Internationally, more than 300 worldwide merchants use Alipay to sell directly to consumers in China. It currently supports transactions in 18 major foreign currencies.
In 2017, Ant Financial introduced their expansion of service to Hong Kong. They launched Alipay Payment Services (HK) Ltd. and the "AlipayHK" brand as a joint venture with CK Hutchison. They launched a standalone app providing features such as mobile payment and P2P transfer. All transactions are settled and paid with Hong Kong dollar instead of Renminbi. The service is now available in major chain stores such as McDonald's, 7-Eleven and Circle K. Wet markets and other merchants are also further supported.
In 2017, Ant Financial partnered with CC Financial, a start-up company in Singapore. Alipay plans to expand its 20,000 acceptance points in Singapore, and open up their platform to Singapore banking users.
In 2017, Alipay partnered with SnapPay to allow Canadian retailers to accept Chinese currency from Chinese shoppers. There are currently 700 merchants in Canada that supports Alipay, including most Cadillac Fairview mall locations, such as the flagship Eaton Center of Toronto and CF Chinook Centre in Calgary. Air Canada began allowing transactions in Alipay to book flights from Canada and the United States beginning in August 2018, after initially rolling out the feature for booking of flights originating from China.
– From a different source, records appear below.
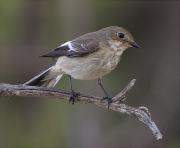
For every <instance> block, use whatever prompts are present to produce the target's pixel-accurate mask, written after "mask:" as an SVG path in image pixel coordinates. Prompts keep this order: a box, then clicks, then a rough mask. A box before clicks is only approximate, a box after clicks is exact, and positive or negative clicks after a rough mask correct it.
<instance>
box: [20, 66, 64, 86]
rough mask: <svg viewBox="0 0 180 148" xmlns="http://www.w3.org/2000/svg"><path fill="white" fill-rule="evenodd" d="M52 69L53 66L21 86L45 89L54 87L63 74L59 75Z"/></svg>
mask: <svg viewBox="0 0 180 148" xmlns="http://www.w3.org/2000/svg"><path fill="white" fill-rule="evenodd" d="M53 68H54V67H53V66H51V67H49V68H48V69H46V70H44V71H43V72H41V73H40V74H38V75H37V76H35V77H34V78H32V79H31V80H29V81H28V82H26V83H24V84H23V85H29V86H42V87H47V88H52V87H54V86H55V85H56V84H57V82H58V81H59V80H60V79H61V77H62V76H63V74H59V73H58V72H56V71H54V70H53Z"/></svg>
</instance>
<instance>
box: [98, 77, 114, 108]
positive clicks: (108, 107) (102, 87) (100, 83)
mask: <svg viewBox="0 0 180 148" xmlns="http://www.w3.org/2000/svg"><path fill="white" fill-rule="evenodd" d="M98 84H99V85H100V86H101V88H102V90H103V91H104V93H105V95H106V97H104V98H103V99H102V100H104V99H107V101H108V109H109V106H110V103H112V99H111V98H110V97H109V95H108V94H107V92H106V90H105V89H104V87H103V86H102V83H101V78H98Z"/></svg>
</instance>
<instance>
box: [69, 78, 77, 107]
mask: <svg viewBox="0 0 180 148" xmlns="http://www.w3.org/2000/svg"><path fill="white" fill-rule="evenodd" d="M69 83H70V93H71V97H70V99H69V103H70V102H71V101H72V104H73V105H74V100H75V98H76V97H77V96H76V94H75V93H74V91H73V89H72V81H71V76H70V75H69Z"/></svg>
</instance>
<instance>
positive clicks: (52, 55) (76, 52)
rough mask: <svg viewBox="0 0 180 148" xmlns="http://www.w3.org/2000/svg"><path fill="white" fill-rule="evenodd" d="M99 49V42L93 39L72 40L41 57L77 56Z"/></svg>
mask: <svg viewBox="0 0 180 148" xmlns="http://www.w3.org/2000/svg"><path fill="white" fill-rule="evenodd" d="M98 49H99V42H97V41H96V40H94V39H85V40H73V41H68V42H66V43H65V44H62V45H61V46H59V47H57V48H56V49H54V50H53V51H51V52H49V53H47V54H45V55H43V56H41V57H60V56H67V57H79V56H84V55H86V54H88V53H92V52H95V51H97V50H98Z"/></svg>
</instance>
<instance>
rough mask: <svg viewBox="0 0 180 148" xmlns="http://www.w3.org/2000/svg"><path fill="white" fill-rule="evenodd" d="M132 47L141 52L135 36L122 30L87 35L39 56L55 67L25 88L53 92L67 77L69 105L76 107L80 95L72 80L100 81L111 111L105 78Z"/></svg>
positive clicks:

Alipay provides multiple security mechanisms to make sure that user accounts are safe. An Alipay account requires the user to set up their own login password and separate payment password, which need to be different. The user can enter the login password up to five times and the payment password up to three times before the user is locked out of his or her account. To regain access to the account, the user must contact Alipay. They also install a digital certificate, which can encrypt information sent over a network, preventing hackers from stealing passwords, thereby enhancing the security of online transactions.
Comparison with other payment systems
Alipay is conceptually similar to Apple Pay, We Chat Pay and PayPal because it overlays traditional card payment methods. Although users receive immediate notification of the transaction, the main difference among Alipay and an instant payment system, like Venmo or Zelle is that the funds transfer between counterparties is not immediate. The settlement time depends on the payment method chosen by the customer, while for instant payment systems, the funds are transferred within seconds or minutes.